Diseases that decrease CYP activity include:

1) Liver disease
2) Kidney Disease
3) Inflammatory diseases
4) Infection

37
Q

Describe how genetic polymorphisms affects drug metabolism:

  • What is an SNP?
  • What does it affect?
  • What do they cause?
A

Genes for some drug metabolizing enzymes have genetic polymorphisms also known as single nucleotide polymorphisms (SNPs).
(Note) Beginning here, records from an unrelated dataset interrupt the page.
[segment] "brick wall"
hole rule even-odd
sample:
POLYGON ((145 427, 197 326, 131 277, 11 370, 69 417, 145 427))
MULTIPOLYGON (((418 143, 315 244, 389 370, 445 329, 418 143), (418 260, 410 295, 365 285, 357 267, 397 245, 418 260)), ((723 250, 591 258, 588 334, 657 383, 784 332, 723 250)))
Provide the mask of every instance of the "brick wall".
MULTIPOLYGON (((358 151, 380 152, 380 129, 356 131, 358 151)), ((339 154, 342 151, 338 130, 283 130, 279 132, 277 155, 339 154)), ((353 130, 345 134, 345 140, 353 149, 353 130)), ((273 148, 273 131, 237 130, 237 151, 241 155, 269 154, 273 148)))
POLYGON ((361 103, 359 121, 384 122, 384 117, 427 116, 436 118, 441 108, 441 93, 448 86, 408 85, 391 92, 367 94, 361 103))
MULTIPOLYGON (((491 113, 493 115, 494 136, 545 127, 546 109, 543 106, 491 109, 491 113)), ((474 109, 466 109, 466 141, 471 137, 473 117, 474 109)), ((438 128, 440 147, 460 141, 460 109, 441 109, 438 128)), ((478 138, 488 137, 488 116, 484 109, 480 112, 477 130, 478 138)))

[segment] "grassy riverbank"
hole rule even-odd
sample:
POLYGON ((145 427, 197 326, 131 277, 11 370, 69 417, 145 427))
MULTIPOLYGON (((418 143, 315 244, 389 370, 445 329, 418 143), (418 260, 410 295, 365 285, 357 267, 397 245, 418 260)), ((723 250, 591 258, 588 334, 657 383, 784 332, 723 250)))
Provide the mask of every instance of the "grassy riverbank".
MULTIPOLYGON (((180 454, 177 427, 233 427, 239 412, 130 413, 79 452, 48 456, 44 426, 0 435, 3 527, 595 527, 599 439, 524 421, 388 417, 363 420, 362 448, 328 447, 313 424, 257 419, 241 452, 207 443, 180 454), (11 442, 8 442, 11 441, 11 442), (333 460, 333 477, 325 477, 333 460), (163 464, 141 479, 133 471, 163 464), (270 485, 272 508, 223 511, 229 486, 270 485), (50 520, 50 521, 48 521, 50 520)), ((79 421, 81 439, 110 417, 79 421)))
  • A SNP is a change of a single nucleotide (A, T, G or C) in our DNA.
  • SNPs often affect the protein (i.e. drug metabolizing enzyme) that is produced.
  • There are a number of SNPs in drug metabolizing enzymes that cause pronounced differences to the response of drugs.
38
Q

Phase I SNPs:

1) CYP2C9
- Metabolizes?
- Polymorphism results in?
- PT’s require a lower dose of?
- Why?

2) CYP2D6
- Metabolizes?
- Polymorphism results in? (4) - State their type of activity.

A

1) CYP2C9
- Metabolizes the anticoagulant drug warfarin.
- Polymorphism of CYP2C9 results in an enzyme with decreased activity.
- Patients with a polymorphism in CYP2C9 require a lower dose of warfarin.
- If the dose is not lowered, patients may experience extensive bleeding, a side effect of warfarin.

2) CYP2D6
- Metabolizes codeine to morphine (morphine is a more potent analgesic than codeine)
- CYP2D6 has many genetic polymorphisms that can result in 4 distinct phenotypes:
a) Ultra-rapid metabolizer (UM),
b) Extensive metabolizer (EM),
- Normal enzymatic activity
c) Intermediate metabolizer (IM)
- Reduced metabolic activity
d) poor metabolizer (PM)
- Almost no metabolic activity

39
Q

What is true about ultra-rapid metabolizers? (2)

A

1) Ultra-rapid metabolizers have significantly increased CYP2D6 activity.
2) Ultra-rapid metabolizers possess multiple copies of the CYP2D6 gene.

40
Q

Phase II SNPs

1) UGT1A1
- Part of what family?
- What is glucuronidates?
- What decreases activity?
- What are PT’s at an increase risk for?

2) NAT2
- What does it do?
- How many types of SNPs in that NAT2 gene?
- PT’s are classified by?
- Slow acetylators (2)?

A

1) UGT1A1
- Is part of the UGT family of enzymes.
- Glucuronidates the anti-cancer compound SN-38 (the active metabolite of irinotecan)
- Polymorphisms in UGT1A1 decrease its activity.
- Patients with UGT1A1 polymorphisms are at increased risk of diarrhea and dose limiting bone marrow suppression (potentially fatal)

2) NAT2
- Acetylates the drug isoniazid (used to treat tuberculosis), caffeine and various cancer causing chemicals
- There are over 23 different SNPs in the NAT2 gene
- Patients are classified as either rapid or slow acetylators based on their genotype.
- Slow acetylators are more susceptible to isoniazid toxicity (neuropathy, hepatotoxicity) than rapid acetylators; Slow acetylators have a higher risk for developing certain types of cancer.